Electronics Get a Time Out on Low-Tech Tuesdays at Orinda Academy

(Laura Turnbull, Photographer)
Orinda Academy students Theo Jacobs and William Garman enjoy a game of Jenga on a 20-minute break between classes.

    On one recent Tuesday morning in the study hall room, an Orinda Academy teacher began challenging students to one-minute elbow planks while a boisterous Jenga game played out on a nearby table.
    The music teacher led an origami group, and the school’s learning specialist sat in a circle with students interested in tarot reading and horoscopes. Card and chess games formed quickly, and several students headed outside for basketball and ping pong. For an entire 20 minutes, nobody in the room looked at a smartphone.
    Orinda Academy’s students and staff were introduced to a new weekly schedule component beginning second semester: Low-Tech Tuesdays. The administrative team and faculty created this once-a-week activity period, taking advantage of a morning break to encourage students to take a brief break from technology.

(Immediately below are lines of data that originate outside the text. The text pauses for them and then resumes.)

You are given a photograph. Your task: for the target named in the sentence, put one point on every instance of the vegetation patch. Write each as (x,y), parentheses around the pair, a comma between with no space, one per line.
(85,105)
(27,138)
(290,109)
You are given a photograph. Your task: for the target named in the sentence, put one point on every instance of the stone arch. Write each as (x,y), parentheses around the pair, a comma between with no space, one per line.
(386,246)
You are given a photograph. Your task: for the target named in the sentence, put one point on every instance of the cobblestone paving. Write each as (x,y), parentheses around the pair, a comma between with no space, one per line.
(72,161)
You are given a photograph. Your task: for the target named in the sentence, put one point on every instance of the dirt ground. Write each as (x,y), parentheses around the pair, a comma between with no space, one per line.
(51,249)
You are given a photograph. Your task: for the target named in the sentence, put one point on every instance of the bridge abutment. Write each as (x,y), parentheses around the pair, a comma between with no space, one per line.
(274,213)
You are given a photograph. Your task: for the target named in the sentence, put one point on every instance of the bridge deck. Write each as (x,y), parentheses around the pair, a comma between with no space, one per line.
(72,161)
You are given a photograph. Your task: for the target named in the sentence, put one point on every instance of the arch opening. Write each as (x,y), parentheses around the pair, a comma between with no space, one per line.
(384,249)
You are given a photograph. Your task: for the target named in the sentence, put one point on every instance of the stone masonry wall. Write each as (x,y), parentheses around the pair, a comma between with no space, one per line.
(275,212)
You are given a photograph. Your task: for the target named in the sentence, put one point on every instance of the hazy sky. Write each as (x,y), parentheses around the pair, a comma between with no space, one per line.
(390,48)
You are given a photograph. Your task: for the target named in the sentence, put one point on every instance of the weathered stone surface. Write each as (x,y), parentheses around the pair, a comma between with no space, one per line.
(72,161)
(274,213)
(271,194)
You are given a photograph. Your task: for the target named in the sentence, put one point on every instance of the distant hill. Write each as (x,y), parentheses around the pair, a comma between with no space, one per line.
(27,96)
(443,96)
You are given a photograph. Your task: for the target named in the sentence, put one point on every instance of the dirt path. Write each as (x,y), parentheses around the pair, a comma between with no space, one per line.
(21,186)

    During the exercise, everyone in the school community is encouraged to set aside electronic devices – smartphones, laptops, tablets, and even smart watches – and take time to do something fun and low tech.
    “It’s just 20 minutes, and we’re not forcing anyone to comply,” says Sue Porter, head of school. “Low-Tech Tuesday is more of an invitation. We model low-tech behavior and offer lots of fun alternatives. We’re making this low-tech opportunity as inviting as we can. It’s like recess – for teenagers.”
    “The laughter is the best part,” says Mollie Mowat, assistant head of school. “It’s loud, for sure, but it’s really great noise. Kids are de-stressing and they don’t even know it.”
    Junior Maddie agrees. “I feel like I can put my phone away without any issues, probably more than most people my age. But it’s really nice just to have this time when there are lots of other things for everyone to do without our phones. We’re actually making eye contact and talking to each other — no YouTube or SnapChat, just us.”
    “High school students use tech all day long,” explains science and math teacher Vicky Guarracino. “We restrict it in classrooms, but from what we’ve observed, the addiction is real. It’s just nice to offer kids a social interaction opportunity that doesn’t involve staring at a screen.”